Our usual disclaimer to the wise: You should always look for additional resources and expertise when doing complicated finance work, because it can be very difficult to accurately sum up sophisticated concepts.

With that said, take a look at these useful finance cheat sheets CFO Brew found on LinkedIn this month.

  • Brij Kishore Pandey’s “Free AI resources.” There’s a seemingly endless amount of speculation about how AI will change the finance function, for better or worse. Pandey, a software engineer with ADP and co-author of a book on Python, offers a practical antidote to the prognostication with his list of 15 free AI resources. While not specifically tailored for finance professionals, his list provides links to different courses, websites, and tools that will help bolster your AI skills and knowledge.

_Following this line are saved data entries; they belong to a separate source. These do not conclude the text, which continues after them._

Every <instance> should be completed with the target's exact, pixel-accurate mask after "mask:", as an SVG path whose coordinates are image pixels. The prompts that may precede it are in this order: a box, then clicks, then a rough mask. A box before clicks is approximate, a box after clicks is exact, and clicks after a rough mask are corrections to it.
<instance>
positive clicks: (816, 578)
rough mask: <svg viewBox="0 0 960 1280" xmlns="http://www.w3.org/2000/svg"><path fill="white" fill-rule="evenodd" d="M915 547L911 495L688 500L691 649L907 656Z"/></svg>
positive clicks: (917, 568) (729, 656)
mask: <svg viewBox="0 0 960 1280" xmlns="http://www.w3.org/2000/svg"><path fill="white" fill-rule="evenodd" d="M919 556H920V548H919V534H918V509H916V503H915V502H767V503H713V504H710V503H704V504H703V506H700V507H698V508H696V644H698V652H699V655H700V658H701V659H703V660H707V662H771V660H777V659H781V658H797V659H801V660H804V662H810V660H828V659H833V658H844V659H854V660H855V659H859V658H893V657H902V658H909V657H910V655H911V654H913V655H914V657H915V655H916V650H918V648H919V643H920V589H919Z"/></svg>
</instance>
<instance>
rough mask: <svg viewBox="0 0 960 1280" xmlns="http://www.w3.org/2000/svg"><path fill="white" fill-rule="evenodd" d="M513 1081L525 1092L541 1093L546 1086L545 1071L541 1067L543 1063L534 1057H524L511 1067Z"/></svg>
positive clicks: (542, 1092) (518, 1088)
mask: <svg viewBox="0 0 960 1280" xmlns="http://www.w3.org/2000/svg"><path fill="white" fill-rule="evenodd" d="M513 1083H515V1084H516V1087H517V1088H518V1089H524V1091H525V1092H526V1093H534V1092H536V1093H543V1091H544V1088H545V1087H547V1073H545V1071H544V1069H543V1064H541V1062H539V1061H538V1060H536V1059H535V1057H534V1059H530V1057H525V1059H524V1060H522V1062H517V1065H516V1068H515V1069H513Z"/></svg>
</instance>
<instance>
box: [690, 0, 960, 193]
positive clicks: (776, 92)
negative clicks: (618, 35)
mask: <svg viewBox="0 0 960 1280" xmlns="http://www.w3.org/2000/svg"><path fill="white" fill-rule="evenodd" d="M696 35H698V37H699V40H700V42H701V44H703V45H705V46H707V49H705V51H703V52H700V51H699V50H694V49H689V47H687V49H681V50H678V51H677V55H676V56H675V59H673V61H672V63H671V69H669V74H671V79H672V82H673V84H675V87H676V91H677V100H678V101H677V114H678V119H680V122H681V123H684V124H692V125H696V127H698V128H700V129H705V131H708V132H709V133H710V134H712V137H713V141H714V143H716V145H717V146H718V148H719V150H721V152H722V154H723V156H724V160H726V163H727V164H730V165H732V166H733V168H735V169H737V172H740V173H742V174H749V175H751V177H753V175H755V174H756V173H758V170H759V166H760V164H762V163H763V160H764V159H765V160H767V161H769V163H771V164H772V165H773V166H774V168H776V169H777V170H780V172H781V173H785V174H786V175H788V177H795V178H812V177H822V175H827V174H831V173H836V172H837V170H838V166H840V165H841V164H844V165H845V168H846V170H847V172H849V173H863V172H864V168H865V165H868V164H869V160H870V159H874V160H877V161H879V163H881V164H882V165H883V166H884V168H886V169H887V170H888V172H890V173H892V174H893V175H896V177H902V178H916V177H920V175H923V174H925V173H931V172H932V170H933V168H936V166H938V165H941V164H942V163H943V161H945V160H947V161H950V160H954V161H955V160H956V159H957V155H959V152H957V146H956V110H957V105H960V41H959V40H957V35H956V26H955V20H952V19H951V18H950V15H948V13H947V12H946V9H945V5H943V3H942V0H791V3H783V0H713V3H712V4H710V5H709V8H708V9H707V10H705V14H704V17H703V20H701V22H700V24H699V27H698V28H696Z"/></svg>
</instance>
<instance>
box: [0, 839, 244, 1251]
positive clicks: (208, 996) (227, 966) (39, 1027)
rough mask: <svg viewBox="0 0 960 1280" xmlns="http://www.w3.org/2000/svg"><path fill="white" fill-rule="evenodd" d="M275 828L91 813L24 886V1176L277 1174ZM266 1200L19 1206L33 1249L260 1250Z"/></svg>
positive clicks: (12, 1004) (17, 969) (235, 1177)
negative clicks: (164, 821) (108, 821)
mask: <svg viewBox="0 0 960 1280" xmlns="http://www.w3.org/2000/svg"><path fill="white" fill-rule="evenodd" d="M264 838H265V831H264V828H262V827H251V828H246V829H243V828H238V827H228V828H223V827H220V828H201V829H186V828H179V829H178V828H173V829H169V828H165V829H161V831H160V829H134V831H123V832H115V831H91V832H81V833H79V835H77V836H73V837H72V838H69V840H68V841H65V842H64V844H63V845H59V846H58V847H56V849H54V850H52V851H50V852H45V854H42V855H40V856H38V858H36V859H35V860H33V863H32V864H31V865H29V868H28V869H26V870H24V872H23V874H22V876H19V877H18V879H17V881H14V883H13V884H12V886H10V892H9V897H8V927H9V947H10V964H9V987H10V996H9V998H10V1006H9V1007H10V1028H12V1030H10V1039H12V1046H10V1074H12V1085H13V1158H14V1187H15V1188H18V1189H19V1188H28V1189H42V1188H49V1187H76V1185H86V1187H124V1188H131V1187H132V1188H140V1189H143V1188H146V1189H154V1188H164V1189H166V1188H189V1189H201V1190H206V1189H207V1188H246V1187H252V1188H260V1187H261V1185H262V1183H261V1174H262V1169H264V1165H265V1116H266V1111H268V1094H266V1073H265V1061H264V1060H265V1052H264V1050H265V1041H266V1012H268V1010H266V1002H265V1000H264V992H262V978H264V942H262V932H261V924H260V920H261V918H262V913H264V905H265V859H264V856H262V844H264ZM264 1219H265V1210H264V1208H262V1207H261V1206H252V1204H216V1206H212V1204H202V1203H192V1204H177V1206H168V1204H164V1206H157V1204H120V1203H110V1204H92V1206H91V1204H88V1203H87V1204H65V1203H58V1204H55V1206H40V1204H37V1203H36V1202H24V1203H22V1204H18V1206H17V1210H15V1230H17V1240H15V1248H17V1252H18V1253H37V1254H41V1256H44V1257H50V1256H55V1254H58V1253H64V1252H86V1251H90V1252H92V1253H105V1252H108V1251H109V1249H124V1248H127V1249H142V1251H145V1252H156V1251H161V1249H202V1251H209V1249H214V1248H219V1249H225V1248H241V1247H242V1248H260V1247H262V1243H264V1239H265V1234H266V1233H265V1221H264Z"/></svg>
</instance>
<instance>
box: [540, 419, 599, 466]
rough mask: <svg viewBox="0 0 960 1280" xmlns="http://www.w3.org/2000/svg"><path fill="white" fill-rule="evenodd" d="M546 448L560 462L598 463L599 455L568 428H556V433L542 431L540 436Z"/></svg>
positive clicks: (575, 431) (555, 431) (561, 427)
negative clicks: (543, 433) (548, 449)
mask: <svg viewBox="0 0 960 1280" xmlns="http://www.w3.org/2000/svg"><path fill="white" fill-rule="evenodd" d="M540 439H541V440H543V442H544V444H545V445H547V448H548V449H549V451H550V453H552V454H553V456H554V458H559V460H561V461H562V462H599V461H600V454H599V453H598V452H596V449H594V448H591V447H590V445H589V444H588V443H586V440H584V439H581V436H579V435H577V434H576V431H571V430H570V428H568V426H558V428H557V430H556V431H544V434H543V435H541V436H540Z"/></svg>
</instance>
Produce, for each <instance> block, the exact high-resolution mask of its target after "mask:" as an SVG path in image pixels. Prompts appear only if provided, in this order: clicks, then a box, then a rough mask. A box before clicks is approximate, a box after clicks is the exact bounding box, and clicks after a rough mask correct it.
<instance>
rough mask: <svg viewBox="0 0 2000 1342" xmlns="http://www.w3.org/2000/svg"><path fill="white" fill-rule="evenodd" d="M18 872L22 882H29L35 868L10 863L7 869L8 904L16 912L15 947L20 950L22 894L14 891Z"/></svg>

    Among the resources Pandey includes are Harvard University’s free online course, “Introduction to artificial intelligence with Python,” a seven-week class that offers “artificial intelligence principles that enable [students] to design intelligent systems of their own;” Amazon Web Services’ “Foundations of Prompt Engineering,” a four-hour course on building effective prompts; and Google Cloud’s “Introduction to responsible AI,” an 8-hour course on how Google views ethical AI and how it’s implementing it.
  • Josh Aharonoff’s “Excel Errors.” We at CFO Brew are journalists, so we see about half this list every time we touch Excel. Aharonoff, a fractional CFO and consultant, gives a list of common Excel errors and ways to resolve them. He includes both a graphic chart and a text explanation.

    For finance professionals who are trying to find the square root of a negative number and keep seeing #null as a result, Aharonoff explains why and how to fix it (enable iterative calculations). As a bonus, Excel users chip in with useful insights in the comments section.
  • Jim Vogt’s “How to be a fraud fighter in your organization.” In honor of Fraud Awareness Week earlier this month, Vogt posted a 10-page fraud fighting guide that explains what occupational fraud is, why people commit fraud, and mitigation tactics. Vogt, CEO and founder of the Fraud Protection Institute, said the guide is “for you, your team, your management, or your board of directors.”

    For example, the guide explores and explains specific types of occupational fraud such as payment tampering, billing, and inventory fraud schemes. He also includes an explanation of the fraud triangle, a representation of why people commit fraud, and a bulleted list of steps that organizations can take to help prevent fraud.